「マサカンパダン(5)」(2021年08月16日)

宅配会社のサービスが開始される前の時代、イブイブたちは長距離バスの運転手に貨物を
託した。ルンダンはビスケット缶に入れ、サンバルラドは空き瓶に詰める。時には米と一
緒にそれらをパックする。そして夜明け前の暗いうちに、イブイブたちは街道の道路脇に
立って、自分の送り先に向かうバスを止めるのである。

運転手もほとんどがミナン人であり、運転手たちはイブイブに金の支払いを求めなかった。
バスは乗客を終点ターミナルで下ろすと、バス会社の駐車プールに入る。バスの行き先の
地に住む受取人が駐車プールに出向いて品物を受取るのである。このシステムのために各
地に住むミナン人たちはミナン人長距離バス運転手を粗略に扱わなかった。


ルンダンはミナン人のランタウの歴史と深く関わっている。6世紀ごろから始まったと言
われるランタウに成長した子供を送り出す親は、護身術としてのシラッsilatを身に付け
させ、宗教の教えを深く理解させ、空腹を防ぐためにルンダンを持たせた。母親から離れ
て異郷に身を置こうとする子供に母親が与えるものは母の愛を具現化するルンダンである
という観念が伝統と化していたのだろう。

あるミナン青年がイギリスに留学することになった。イギリスにもレストランパダンがあ
るから食べ物の心配はいらないとかれは母親に言い、母親も「ヤー、ヤー」と返事をした。
かれがイギリスに着いてホテルでトランクを開いたところ、トランクの下の方にルンダン
とサンバルラドが入っていたそうだ。
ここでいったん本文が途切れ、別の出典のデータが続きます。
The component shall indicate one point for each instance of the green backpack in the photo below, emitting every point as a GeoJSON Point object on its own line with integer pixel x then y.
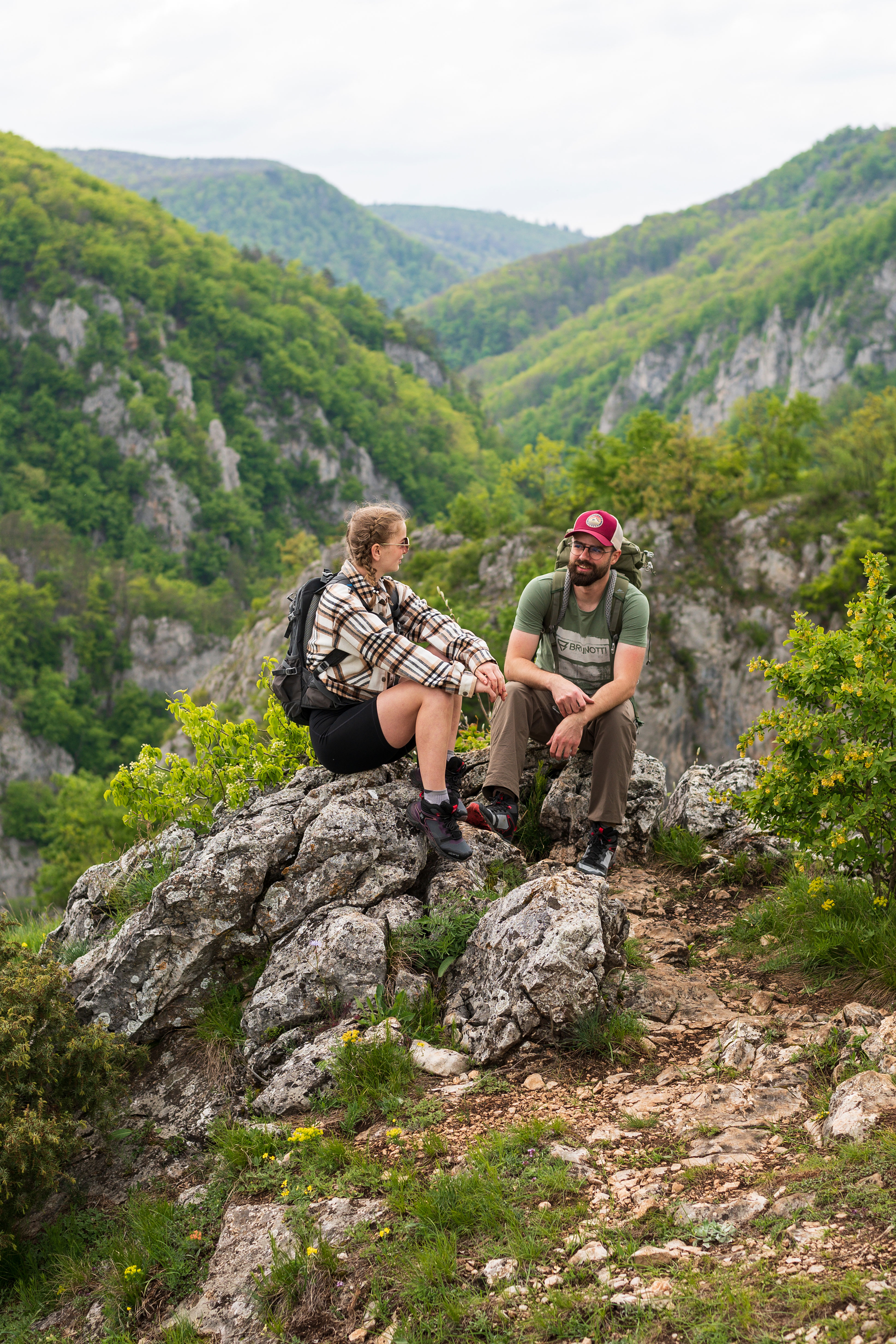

メッカへのハジ巡礼に旅立つミナン人は、一人残ら
ずルンダンを持って行ったという話もある。


このルンダンがいつからミナンの地に存在していたのかについて、ミナン人のランタウの
歴史と共に存在していたというのが定説になっている。ただし、ルンダンという名称がこ
の食品に与えられたのは、文献上では1923年の書物が最古であり、1930年ごろの
雑誌の中に頻繁に出現している。

われわれが陥りやすい誤謬に、品物と名称が同時に社会に出現したように思う傾向がある
ことを忘れてはなるまい。ルンダンという食品は1千数百年前から存在していたにもかか
わらず、20世紀になるまで、それは違う名称で呼ばれていたのだ。文献だけを根拠にす
るなら、ルンダンは20世紀になって世に出た食品という理解になってしまうが、それは
ルンダンという言葉が世に出たのであって、ルンダンと現在呼ばれている物品がそのとき
はじめて世に出たのかどうかは別問題なのである。ジャガイモの由来(語源ではない)と
オランダ人を結びつけるひとは、この誤謬に陥っていないだろうか?

1824年から1829年までパダン駐留植民地軍司令官兼パダン駐在レシデンを務めた
ユベール・ジョゼフ・ジョン・ロンベール・ドゥ・スチュイー大佐は1827年に総督に
提出した報告書の中で、インドラギリ川やクアンタン川を経由してシンガポールやマラヤ
半島に商売に出かけるミナン人たちは水気がなくなるまで料理して黒くなった肉を食料と
して携帯している、と書いた。

17世紀にウラマたちが書き残した文献には料理された肉について触れている部分があり、
ハラルでない肉を食べる習慣をハラルな肉に変えさせるべく当時のウラマたちが努めてい
たことを物語る証拠だとする見解が出されている。イスラム到来のはるか以前からミナン
カバウ族は肉食の習慣を幅広く行っていたことを推測させるものだ。